What is diffuse light?
To get a good picture of what diffuse light can mean for cultivation, one first of all must know what diffuse light is. "Diffuse light is the distribution of light," says Silke. “When the sun is shining directly on the greenhouse, the light also comes in directly, more focused.
“Diffuse light is light that enters the greenhouse from all directions, when it is cloudy, for example, the light is diffuse, but then the intensity of the light is less. Additionally, as a grower you naturally do not want to be dependent on the weather, so you use screens, seasonal coatings or other materials to make the light diffuse.”
What are the effects of diffuse light?
Now that we know what diffuse light is, what are its effects on the cultivation?

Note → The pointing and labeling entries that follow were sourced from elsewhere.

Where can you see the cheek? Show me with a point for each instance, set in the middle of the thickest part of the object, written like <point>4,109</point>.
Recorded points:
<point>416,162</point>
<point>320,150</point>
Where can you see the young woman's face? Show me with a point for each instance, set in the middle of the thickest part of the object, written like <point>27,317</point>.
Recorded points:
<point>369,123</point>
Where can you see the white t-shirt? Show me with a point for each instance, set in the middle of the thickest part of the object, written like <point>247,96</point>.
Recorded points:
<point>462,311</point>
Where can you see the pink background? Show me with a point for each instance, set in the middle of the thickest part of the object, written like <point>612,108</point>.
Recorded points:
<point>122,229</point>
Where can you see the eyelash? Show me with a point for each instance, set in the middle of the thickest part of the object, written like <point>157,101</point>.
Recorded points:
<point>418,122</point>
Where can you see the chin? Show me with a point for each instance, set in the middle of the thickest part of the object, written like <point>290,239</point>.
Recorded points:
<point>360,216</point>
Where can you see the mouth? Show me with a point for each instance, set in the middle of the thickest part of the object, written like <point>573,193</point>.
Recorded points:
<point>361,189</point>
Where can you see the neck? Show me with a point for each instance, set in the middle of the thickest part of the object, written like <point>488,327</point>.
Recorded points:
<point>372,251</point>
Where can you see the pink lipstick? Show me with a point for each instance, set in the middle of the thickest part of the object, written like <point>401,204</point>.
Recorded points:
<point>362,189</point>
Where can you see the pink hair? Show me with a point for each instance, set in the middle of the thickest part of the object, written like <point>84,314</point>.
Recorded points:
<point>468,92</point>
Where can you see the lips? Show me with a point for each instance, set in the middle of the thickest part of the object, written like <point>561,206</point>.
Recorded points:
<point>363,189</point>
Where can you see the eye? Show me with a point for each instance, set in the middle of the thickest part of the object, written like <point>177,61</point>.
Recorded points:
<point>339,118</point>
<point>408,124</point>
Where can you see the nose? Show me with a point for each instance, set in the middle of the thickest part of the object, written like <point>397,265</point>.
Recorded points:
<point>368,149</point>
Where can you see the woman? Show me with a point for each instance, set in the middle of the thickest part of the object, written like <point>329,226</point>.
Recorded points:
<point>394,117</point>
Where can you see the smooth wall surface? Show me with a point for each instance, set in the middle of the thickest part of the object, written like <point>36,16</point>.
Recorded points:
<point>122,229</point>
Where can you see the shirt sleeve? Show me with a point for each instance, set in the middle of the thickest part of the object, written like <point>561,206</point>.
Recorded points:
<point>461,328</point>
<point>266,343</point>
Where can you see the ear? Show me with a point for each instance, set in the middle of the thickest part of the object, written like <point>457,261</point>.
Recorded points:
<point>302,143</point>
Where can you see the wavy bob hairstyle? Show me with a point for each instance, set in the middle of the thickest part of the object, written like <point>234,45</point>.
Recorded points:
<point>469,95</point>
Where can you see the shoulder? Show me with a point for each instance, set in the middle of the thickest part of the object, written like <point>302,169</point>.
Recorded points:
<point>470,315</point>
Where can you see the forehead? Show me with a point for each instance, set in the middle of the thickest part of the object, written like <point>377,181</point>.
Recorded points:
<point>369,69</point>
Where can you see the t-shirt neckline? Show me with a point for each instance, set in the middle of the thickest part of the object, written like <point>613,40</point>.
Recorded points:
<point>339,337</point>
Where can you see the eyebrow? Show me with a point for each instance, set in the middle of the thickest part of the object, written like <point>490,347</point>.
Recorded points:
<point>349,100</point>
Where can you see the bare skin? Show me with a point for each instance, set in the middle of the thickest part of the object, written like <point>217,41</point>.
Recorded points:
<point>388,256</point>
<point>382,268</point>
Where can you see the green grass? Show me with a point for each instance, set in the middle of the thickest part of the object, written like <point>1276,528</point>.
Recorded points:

First, Silke notes that the research that has been conducted concerns the effects of the same amount of diffuse light and direct light. "There was a study by a PhD student who looked at the various factors that make diffuse light effective in tomato cultivation," says Silke.
“Various aspects were reviewed, such as horizontal light distribution, vertical light distribution, photosynthesis capacity of the crop and the adaptation of the plant's morphology. Because of these effects, growers must learn to grow in a different way with diffuse light."
PHOTO: Silke Hemming, Wageningen University & Research
Higher photosynthesis capacity
The research showed that diffuse light had an effect on all these aspects.
Diffuse light resulted in better horizontal and vertical light distribution, as a result of which the foliage intercepts more light on average.
"This in turn has the consequence that the photosynthesis capacity is higher in the foliage in diffuse light than in direct light," according to Silke.
“In a cucumber crop, we took measurements of the greenhouse air temperature and there was no difference between direct or diffuse light, because it is about the same light intensity. But with the plant temperature there was a difference. In the middle of the day in particular, the plant temperature was higher in the department with direct light than in the department with diffuse light. The plants in the diffuse department were also less stressed."
All these effects of diffuse light result in good consequences for the cultivation. "We see that a higher light distribution in tomato results in a higher yield," says Silke. "In addition, we see that in pot plant tests that the plants grow faster and produce a higher biomass faster, and were of good quality."
A higher intensity?
Yet there was still one question remaining: ‘What if I have diffuse light and increase the intensity of the light?’ "To test this, two cultivation trials have been set up," says Silke. “In trial one, more light is allowed in, a greater temperature integration maintained and also a higher moisture content used.
In trial two, everything was further increased: an even higher intensity, temperature integration and moisture content. ”The results? "With trial one, mostly positive developments were seen, better quality, better growth, etc. Trial two turned out to exceed the limit and the effect was counterproductive."